Write down equations to describe the alpha decay of the following atoms: a) \(^{212} \mathrm{Rn}\) b) \({ }^{241} \mathrm{Am}\)

An alpha particle is a helium-4 nucleus, which consists of 2 protons and 2 neutrons. Therefore, the alpha particle can be represented as \(^4\mathrm{He}\).

The given parent atoms are: a) \(^{212}\mathrm{Rn}\) b) \(^{241}\mathrm{Am}\)

When a parent atom undergoes alpha decay, it loses 2 protons and 2 neutrons (which are contained in the alpha particle).

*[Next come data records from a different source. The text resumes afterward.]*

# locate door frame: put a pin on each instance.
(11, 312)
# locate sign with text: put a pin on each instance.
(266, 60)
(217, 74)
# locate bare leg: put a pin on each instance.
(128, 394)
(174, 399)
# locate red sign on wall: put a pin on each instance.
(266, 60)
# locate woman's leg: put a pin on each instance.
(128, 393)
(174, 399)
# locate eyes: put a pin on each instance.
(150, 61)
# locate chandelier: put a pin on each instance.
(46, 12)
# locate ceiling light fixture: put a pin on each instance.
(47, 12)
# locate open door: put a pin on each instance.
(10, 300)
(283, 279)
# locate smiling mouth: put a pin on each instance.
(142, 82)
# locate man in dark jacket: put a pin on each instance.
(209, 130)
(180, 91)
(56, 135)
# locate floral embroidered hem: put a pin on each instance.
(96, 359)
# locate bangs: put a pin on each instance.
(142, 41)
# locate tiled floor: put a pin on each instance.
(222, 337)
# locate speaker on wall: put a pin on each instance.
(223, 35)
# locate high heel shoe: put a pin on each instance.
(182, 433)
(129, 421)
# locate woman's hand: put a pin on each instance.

Therefore, the atomic number (Z) of the daughter atom will be 2 less than the parent atom, and the mass number (A) will be 4 less than the parent atom. a) For \(^{212}\mathrm{Rn}\) (Rn has an atomic number of 86): Daughter atom will have an atomic number of 86 - 2 = 84 Daughter atom will have a mass number of 212 - 4 = 208 So, the daughter atom will be \(^{208}\mathrm{Po}\) (Polonium). b) For \(^{241}\mathrm{Am}\) (Am has an atomic number of 95): Daughter atom will have an atomic number of 95 - 2 = 93 Daughter atom will have a mass number of 241 - 4 = 237 So, the daughter atom will be \(^{237}\mathrm{Np}\) (Neptunium).

Finally, we can write down the equations for the alpha decays: a) \(^{212}\mathrm{Rn} \rightarrow \, ^{208}\mathrm{Po} + ^4\mathrm{He}\) b) \(^{241}\mathrm{Am} \rightarrow \, ^{237}\mathrm{Np} + ^4\mathrm{He}\)